Of the total amounted generated in Q4, N138.42 billion was collected as non-import VAT locally while N47.89 billion was generated as non-import VAT for foreign.
The balance of N111.71 billion was generated as NCS-import VAT within the quarter in review.
However, in 2018, VAT receipts from agriculture totalled N2.46 billion, automobiles and assemblies N1.55 billion while banks and financial institutions generated N18.49 billion in the review year.
Also, breweries, bottling and beverages generated N35.92 billion, building and construction N10.00 billion as well as chemicals, paints and allied industries which raked in N1.38 billion
Other contributors to the 2018 VAT receipts include federal ministries and parastatals N19.44 billion, gas N5.74 billion, hotel and catering N6.28 billion and Local Government Councils N1.53 billion.
Other were offshore operations N2.56 billion, oil marketing N7.73 billion, oil producing N37.44 billion, other manufacturing N122.89 billion, professional services N86.28 billion and mining N182.54 million.
VAT from properties and investments totaled N4.15 billion, publishing, printing, paper packaging N1.63 billion as well as state ministries and parastatals N42.95 billion.
The Minister of Finance, Mrs. Zainab Ahmed, had recently pointed out that given the country’s low revenue generation level, the government was considering what it described as tough measures to achieve higher revenue.
In order to achieve this, Proshare, an online financial information service hub, in its latest economic report, had advised that if the country was to reduce unemployment and stimulate economic growth, it should increase VAT.
While the report stressed that in times of slow growth, economists would typically not prescribe raising taxes, it stated that since Nigeria currently has the lowest VAT in West Africa at five per cent, the government could be bold to increase the tax by at least 200 basis points, pushing the rate up by two per cent.
It noted that if this is implemented, the government should therefore concentrate the additional revenue in infrastructural developments that helps to drop the cost of doing business and citizen transactions to create headroom for consumption which would spur business growth.

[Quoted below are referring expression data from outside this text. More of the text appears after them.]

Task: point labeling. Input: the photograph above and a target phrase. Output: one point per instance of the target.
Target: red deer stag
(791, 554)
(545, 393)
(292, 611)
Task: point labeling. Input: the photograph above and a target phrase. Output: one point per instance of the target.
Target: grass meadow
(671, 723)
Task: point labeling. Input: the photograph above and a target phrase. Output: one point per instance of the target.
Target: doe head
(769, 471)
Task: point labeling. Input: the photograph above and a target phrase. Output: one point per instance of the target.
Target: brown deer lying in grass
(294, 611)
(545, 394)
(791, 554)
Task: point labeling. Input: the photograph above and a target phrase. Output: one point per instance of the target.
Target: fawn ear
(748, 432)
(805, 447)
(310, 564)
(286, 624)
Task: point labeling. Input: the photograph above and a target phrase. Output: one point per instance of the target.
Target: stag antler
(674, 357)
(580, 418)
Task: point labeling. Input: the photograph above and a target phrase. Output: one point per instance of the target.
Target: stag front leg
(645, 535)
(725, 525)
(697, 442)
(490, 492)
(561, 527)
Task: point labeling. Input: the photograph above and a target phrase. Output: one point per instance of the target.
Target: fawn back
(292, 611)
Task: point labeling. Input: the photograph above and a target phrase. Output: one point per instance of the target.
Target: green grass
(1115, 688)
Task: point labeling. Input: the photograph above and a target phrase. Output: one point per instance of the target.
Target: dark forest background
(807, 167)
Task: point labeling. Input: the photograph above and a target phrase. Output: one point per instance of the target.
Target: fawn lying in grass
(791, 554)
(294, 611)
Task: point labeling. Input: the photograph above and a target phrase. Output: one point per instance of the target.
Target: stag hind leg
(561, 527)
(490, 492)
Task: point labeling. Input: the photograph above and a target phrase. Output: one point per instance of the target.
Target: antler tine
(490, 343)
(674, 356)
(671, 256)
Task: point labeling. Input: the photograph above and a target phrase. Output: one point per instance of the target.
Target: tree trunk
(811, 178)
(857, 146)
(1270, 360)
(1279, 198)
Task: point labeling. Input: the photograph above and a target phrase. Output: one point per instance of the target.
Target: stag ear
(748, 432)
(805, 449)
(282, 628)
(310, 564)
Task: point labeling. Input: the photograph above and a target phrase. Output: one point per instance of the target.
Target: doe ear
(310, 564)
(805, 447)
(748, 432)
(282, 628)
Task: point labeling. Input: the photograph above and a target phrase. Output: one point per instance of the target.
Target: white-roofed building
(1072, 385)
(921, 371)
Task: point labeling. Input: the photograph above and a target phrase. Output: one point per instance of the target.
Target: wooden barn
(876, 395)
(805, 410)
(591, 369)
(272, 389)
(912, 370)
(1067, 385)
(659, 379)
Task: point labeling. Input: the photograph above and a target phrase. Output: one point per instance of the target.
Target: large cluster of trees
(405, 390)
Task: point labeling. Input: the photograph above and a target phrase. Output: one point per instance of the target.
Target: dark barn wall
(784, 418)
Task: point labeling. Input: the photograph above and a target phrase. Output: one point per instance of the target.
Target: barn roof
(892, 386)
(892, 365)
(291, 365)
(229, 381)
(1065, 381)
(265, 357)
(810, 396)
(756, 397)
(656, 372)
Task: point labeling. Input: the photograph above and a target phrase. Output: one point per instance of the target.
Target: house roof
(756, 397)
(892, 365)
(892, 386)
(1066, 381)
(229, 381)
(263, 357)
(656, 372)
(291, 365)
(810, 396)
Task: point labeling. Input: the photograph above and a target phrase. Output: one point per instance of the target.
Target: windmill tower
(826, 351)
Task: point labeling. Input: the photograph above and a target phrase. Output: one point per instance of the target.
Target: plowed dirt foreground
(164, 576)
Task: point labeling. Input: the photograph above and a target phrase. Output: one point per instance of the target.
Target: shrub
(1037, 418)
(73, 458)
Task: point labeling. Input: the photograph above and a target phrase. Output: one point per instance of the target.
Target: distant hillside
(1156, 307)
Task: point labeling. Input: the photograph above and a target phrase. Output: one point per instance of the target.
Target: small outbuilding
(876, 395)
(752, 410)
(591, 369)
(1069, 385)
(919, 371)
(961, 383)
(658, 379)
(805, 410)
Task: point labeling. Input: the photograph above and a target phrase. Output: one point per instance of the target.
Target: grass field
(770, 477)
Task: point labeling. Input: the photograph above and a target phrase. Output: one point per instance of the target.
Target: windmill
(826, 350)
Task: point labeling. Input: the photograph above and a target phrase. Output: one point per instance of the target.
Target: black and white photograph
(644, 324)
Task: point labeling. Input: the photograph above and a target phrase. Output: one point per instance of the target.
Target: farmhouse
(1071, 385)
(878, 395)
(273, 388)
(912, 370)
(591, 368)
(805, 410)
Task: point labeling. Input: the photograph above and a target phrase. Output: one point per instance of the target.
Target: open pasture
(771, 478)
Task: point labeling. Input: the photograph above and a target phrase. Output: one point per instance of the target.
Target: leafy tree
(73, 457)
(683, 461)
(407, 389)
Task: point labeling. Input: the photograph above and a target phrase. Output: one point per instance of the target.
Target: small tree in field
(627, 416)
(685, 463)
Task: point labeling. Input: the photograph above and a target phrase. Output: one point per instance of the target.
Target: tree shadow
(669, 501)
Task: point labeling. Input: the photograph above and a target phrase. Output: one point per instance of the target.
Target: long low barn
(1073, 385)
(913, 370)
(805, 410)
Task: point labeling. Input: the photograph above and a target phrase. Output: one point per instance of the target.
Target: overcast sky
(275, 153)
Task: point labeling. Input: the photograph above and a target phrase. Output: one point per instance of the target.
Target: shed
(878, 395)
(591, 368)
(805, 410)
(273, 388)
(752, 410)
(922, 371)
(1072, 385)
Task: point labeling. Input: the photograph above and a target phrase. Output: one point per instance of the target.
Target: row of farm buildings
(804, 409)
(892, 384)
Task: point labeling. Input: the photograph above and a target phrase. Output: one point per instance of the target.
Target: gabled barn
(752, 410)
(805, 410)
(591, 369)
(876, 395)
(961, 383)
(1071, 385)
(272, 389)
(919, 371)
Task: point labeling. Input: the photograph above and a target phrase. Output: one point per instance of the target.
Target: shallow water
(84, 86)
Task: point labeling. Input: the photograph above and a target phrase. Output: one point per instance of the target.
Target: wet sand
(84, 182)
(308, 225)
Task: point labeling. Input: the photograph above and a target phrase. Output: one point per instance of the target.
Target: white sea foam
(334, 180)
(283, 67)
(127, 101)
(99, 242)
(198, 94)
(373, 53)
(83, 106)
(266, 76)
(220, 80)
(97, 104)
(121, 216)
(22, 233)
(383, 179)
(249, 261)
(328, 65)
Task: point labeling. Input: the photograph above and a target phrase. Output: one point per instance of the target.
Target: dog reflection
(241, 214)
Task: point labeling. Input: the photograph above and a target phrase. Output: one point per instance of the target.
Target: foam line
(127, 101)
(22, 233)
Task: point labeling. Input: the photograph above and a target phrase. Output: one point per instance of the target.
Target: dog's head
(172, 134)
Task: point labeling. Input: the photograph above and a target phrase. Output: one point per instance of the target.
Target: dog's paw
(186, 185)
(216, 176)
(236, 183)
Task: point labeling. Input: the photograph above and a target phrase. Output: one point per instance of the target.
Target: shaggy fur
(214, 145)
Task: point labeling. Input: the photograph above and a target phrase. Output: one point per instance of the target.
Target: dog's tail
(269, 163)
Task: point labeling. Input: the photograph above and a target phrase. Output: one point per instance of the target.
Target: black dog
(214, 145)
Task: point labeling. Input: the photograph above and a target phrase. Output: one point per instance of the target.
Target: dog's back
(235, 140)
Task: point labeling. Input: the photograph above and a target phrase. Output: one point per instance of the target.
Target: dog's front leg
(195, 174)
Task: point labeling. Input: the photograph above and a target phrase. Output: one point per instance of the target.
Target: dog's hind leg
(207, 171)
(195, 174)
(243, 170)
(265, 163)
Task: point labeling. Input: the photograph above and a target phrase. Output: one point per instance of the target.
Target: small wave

This, over a period of 36 months, it stated, could reduce the cost of distribution of goods and services, thereby resulting in massive savings in logistics costs which could turn up as major improvements in corporate bottom lines and additional tax income; successfully closing the revenue-expenditure gap.
“It’s all about productivity enhancement and not hand-outs to the most vulnerable in the society the way it is done,” the report stated.